Wednesday, May 9, 2012

I need to replace my video card in my laptop, is there a difference between laptop cards and desktop cards?

I have a Dell XPS 1710 with a nVidia Geforce Go 7950 GTX card. It appears to be shot. I am currently shopping for a replacement but I am confused as to whether or not I simply shop for video cards as you would a desktop or are laptop/notebook cards totally different? I'm unsure what the motherboard is onboard the laptop but that would be easy enough to find out. Thanks to anyone who responds!|||I doubt you can upgrade video card for laptop as 99 percent are soldered in and integrated into the motherboard.

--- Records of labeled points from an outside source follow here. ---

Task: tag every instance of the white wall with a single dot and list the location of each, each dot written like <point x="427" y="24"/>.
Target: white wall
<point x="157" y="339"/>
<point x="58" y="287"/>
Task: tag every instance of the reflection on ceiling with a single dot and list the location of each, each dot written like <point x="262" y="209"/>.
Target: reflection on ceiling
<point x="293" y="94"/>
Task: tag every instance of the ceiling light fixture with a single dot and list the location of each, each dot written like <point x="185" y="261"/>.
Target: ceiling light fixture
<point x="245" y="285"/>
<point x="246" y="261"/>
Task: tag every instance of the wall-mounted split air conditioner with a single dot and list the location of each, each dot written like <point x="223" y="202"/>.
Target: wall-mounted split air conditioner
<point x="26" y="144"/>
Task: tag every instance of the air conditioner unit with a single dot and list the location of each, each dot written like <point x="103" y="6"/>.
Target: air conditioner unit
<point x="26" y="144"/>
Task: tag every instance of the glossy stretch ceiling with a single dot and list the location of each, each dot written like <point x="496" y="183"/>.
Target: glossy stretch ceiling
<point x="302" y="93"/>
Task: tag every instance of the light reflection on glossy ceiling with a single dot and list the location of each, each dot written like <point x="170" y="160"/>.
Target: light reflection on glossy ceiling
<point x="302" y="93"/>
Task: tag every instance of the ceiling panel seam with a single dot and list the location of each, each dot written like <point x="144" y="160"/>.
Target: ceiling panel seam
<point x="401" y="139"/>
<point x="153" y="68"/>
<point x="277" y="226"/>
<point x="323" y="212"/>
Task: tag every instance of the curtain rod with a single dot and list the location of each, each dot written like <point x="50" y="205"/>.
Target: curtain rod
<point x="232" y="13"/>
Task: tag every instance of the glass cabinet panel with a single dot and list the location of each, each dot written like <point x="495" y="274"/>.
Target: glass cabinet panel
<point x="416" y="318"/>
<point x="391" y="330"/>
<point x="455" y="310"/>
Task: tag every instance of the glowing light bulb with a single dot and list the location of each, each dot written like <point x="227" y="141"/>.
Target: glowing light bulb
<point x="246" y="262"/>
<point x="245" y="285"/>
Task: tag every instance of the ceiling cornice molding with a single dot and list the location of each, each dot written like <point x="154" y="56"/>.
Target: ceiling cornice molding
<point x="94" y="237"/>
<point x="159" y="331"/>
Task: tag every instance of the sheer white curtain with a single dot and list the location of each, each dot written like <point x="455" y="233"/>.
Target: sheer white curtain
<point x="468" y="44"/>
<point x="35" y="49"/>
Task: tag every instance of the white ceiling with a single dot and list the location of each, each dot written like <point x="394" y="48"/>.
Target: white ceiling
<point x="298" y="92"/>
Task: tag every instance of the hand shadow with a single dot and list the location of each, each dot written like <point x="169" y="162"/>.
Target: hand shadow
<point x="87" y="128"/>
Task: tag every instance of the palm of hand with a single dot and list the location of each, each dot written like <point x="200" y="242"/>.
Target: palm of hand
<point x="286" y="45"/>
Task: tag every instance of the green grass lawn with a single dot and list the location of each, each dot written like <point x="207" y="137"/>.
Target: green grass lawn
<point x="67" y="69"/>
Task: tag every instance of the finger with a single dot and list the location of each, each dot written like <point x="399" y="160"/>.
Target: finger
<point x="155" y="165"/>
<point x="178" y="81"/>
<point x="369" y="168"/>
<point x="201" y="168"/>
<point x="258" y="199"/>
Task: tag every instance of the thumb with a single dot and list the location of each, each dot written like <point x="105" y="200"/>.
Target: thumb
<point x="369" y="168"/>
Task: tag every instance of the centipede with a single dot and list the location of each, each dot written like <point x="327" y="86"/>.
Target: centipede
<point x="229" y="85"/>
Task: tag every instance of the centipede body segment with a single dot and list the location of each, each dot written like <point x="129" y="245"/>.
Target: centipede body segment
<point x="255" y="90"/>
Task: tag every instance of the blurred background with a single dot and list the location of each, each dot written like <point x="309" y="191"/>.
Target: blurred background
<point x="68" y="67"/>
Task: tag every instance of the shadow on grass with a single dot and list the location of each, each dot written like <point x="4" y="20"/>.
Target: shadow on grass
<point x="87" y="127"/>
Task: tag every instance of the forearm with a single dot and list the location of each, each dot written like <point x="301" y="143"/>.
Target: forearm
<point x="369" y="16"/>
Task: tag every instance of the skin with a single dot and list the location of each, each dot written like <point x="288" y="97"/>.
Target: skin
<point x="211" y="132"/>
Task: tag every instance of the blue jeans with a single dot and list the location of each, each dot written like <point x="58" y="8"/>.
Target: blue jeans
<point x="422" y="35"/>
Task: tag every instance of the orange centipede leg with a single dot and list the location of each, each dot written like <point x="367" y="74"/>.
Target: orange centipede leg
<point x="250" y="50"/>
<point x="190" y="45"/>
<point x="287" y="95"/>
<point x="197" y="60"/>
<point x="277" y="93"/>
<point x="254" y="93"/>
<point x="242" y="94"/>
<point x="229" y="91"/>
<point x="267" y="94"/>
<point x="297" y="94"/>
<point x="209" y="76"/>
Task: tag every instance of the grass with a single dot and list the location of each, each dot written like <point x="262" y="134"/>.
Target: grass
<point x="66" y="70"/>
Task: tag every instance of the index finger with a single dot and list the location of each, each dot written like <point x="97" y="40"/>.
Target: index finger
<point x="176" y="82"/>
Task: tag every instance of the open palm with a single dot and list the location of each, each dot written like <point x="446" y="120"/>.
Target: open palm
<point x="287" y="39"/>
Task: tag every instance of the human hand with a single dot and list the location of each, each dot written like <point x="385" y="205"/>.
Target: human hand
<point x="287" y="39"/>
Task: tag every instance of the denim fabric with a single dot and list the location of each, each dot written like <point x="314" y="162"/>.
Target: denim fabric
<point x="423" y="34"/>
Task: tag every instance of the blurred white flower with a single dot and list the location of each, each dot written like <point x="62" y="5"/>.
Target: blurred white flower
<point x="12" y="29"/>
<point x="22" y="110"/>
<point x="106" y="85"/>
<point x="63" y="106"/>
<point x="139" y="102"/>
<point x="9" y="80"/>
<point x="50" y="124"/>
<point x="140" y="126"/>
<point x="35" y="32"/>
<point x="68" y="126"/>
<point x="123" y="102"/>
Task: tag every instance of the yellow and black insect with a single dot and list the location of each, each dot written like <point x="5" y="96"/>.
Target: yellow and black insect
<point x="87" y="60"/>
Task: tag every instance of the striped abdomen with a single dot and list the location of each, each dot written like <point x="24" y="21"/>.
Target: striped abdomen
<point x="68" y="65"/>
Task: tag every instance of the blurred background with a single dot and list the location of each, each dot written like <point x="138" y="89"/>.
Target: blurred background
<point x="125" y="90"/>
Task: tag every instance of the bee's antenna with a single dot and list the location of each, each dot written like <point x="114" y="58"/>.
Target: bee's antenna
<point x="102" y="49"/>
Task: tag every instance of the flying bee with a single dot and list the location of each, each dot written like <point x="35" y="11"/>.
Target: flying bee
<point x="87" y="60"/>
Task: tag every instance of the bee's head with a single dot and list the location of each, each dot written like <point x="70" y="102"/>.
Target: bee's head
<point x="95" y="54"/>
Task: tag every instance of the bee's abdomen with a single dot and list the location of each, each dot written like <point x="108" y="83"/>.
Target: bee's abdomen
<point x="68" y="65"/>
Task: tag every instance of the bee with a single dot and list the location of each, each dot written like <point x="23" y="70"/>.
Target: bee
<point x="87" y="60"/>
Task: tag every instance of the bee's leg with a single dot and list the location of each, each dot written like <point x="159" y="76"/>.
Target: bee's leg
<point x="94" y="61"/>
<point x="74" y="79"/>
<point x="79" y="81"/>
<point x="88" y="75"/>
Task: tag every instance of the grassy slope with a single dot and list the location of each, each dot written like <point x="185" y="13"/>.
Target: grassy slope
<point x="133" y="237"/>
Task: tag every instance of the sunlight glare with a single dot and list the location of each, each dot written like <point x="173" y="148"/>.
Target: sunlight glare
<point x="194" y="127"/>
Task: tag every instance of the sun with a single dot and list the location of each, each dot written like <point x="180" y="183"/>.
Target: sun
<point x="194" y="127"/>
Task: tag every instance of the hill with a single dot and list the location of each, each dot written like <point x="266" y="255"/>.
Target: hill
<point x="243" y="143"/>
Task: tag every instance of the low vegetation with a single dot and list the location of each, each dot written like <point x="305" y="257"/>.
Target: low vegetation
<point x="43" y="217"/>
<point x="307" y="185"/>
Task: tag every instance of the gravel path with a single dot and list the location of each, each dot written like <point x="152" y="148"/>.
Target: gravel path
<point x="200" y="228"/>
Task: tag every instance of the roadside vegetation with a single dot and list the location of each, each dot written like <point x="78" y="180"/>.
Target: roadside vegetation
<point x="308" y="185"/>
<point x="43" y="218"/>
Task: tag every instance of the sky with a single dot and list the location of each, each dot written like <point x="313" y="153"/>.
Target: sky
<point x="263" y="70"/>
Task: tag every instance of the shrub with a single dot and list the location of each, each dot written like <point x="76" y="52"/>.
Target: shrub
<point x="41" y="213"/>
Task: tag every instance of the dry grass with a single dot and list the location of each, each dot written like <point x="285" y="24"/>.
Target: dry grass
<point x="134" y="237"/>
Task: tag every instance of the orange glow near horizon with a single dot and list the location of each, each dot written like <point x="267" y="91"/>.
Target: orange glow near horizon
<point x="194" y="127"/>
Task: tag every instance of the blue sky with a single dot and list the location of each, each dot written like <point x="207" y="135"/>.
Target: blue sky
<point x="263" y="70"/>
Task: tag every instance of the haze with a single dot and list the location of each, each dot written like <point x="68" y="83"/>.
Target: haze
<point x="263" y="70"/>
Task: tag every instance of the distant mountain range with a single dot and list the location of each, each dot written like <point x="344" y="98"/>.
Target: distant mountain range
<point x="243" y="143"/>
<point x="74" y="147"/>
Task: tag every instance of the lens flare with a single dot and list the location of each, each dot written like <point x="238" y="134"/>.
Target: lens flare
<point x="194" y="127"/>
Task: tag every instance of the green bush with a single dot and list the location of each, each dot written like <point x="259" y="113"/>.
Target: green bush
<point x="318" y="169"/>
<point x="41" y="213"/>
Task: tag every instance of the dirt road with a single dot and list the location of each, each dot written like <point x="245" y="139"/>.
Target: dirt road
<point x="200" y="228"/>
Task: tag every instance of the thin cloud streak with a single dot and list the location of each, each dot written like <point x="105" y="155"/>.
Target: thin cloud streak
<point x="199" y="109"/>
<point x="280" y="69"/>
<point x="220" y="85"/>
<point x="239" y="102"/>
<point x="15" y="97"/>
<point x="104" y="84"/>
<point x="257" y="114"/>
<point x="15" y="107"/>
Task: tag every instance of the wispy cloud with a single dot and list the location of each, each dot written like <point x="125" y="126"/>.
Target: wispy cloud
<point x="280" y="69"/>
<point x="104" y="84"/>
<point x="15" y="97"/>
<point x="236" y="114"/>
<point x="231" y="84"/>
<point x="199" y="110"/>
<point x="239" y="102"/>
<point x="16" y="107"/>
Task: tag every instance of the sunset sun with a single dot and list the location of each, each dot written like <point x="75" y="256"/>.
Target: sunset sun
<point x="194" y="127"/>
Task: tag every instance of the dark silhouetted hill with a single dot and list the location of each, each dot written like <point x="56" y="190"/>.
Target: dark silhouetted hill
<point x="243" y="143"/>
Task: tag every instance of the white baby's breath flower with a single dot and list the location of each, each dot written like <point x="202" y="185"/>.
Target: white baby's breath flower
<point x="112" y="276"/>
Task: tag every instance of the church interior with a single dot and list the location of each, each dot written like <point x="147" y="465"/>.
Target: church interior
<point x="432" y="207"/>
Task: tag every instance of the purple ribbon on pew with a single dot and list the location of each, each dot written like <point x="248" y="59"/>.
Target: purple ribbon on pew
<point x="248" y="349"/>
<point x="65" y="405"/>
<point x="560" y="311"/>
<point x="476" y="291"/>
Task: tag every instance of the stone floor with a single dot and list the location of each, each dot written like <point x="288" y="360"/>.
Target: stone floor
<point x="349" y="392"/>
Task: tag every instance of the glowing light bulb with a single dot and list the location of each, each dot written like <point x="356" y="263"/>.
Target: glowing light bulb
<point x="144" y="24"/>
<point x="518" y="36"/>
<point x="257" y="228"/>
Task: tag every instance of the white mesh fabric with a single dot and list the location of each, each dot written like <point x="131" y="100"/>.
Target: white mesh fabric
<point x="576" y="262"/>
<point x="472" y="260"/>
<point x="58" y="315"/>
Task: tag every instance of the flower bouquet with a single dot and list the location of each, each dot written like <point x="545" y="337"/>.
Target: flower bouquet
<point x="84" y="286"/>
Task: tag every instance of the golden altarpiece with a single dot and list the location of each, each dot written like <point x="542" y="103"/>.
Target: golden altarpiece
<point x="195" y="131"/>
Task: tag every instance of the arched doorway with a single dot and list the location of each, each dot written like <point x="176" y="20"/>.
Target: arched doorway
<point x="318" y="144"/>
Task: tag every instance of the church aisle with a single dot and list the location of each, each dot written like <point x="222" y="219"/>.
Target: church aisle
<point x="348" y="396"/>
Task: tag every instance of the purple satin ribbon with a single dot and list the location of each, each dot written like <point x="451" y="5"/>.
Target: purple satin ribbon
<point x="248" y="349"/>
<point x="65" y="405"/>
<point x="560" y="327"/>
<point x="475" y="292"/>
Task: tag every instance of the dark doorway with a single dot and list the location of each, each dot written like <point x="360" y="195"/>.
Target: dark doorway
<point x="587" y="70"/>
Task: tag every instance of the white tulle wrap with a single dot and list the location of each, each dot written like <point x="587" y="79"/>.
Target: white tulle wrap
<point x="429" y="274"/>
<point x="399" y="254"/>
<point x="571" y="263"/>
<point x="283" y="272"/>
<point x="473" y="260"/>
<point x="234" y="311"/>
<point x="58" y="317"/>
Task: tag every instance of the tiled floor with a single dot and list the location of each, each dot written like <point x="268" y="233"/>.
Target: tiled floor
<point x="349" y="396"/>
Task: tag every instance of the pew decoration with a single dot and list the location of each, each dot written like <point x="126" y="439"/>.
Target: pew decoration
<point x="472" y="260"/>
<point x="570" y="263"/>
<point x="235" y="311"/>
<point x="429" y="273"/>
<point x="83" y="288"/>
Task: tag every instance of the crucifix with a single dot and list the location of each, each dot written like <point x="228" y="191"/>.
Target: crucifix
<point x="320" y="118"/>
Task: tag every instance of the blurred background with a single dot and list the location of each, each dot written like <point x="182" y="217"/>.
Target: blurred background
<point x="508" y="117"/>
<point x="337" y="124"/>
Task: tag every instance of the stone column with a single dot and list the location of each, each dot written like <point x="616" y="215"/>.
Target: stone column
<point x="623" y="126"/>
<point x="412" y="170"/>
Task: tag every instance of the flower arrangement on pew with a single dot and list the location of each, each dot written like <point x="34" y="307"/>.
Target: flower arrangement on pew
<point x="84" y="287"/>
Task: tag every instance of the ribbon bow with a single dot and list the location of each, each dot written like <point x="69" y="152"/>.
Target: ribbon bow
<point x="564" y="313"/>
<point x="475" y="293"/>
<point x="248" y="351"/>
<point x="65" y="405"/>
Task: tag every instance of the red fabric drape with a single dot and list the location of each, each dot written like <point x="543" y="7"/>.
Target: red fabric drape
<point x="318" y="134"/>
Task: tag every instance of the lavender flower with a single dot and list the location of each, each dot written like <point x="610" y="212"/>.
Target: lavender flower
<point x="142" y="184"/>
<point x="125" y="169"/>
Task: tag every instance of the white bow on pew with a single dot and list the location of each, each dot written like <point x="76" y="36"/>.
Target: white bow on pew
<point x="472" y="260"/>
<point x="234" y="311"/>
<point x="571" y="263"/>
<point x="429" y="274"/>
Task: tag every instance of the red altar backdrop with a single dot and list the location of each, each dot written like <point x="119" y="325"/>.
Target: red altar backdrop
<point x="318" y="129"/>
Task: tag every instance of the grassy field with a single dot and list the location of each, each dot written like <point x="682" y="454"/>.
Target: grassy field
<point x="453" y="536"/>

But check with maker to see for sure.|||Replacing video cards on laptops is one of the most difficult things to do. Obviously a pc video card would not work. Notebook cards are radically different. The only real way to upgrade it is to see if your current video card has slots for more video memory. Other then that, its going to be horribly expensive to install a new video card.|||I doubt its a separate component in your laptop. You might be looking at a new mainboard. I haven't been able to verify that however. Here is a review http://www.notebookreview.com/default.as…



check your warranty.|||Almost all laptop video cards are not upgradable at all. Desktop and laptop video cards are completely different and not interchangable. Your best bet would be to buy an entirely new laptop.|||contact Dell they used a proprietary format.